In fact, this may be of benefit to businesses. It will certainly benefit the new market entrants and global firms. Covid-19 has levelled that playing field, a boot on the ground sales presence is no longer an advantage.

An enforced equilibrium means that Startups and Multinationals now compete for business deals on an even-keel.

Time is our most valuable resource. Hours spent travelling between meetings, from a European-based HQ to Asia or the US is on pause for now, if not permanently restricted in the future.

Virtual meetings, from anywhere at any time, free up more time for other things. It also frees up a lot of cash for a company.


From personal experience, I once travelled to the EU on a weekly basis over the course of a year, spending 15 hours travelling at a cost of $2k a week to the business for flights, food and hotels.

  • Time: (15 hours * 48 weeks) = 720 hours / 24 = 30 days
  • Cost: ($2,000 * 48 weeks) = $96,000

Quantifying the time and cost benefits above is an eye-opener. The impact is startling — over a year, almost $100k is retained by the business, per employee, which is simply stunning.

Not to mention the convenience of gathering cross-departmental teams, sales leads or clients anywhere in the world at any time on-demand, is undoubtedly more cost-efficient, so favourable in the sales process with cost per acquisition (CPA) in mind.

Image by Ursula Schneider from Pixabay

Final thoughts

The opportunities presented by the pandemic, by forcing business to pivot, have been immense.

The risk of investing in an overseas team too early no longer poses a risk for business leaders. As organizations and consumers adjust, we will become more comfortable with pure-online solutions.


To recap, here are five takeaways I call “STTEM”, which companies will realize when the new economy shifts up a gear:

№1 — Startups: Equilibrium will unlock opportunities for new entrants who don’t have a presence on the ground in their target market.

№2 — Technology: The new norm is bandwidth and cloud-based. As such, tech companies will invest heavily in ‘remote’ enabling functionality. This is already happening as Google and Facebook scramble to compete with Zoom.

№3— Time: Leaders and sales professionals will free up time, due to less travel, to spend on more important things. This includes rest, exercise and family. The real impact will manifest in their wellbeing.

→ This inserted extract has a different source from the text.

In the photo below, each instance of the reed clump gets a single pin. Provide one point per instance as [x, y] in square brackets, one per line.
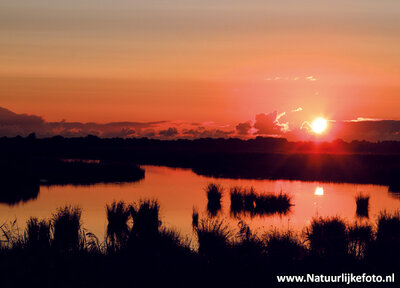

№4— Expenses: The cost of field-based business development teams will become leaner, releasing cash to create more employment. Also, virtual meetings can increase the number of interactions on a given day.

№5 — Multinationals: The new norm is in the cloud. Investing in regional teams is no longer a priority, reducing risk. Nor will it be expected by prospects in this new world.

One thing is for certain, businesses will still need products and services from suppliers. Also, great leaders will quickly learn and embrace new ways of working to deliver value to the consumer.

"Leadership and learning are indispensable to each other." — John F. Kennedy

The simple truth is that the wheels of commerce will find or invent new ways to keep turning.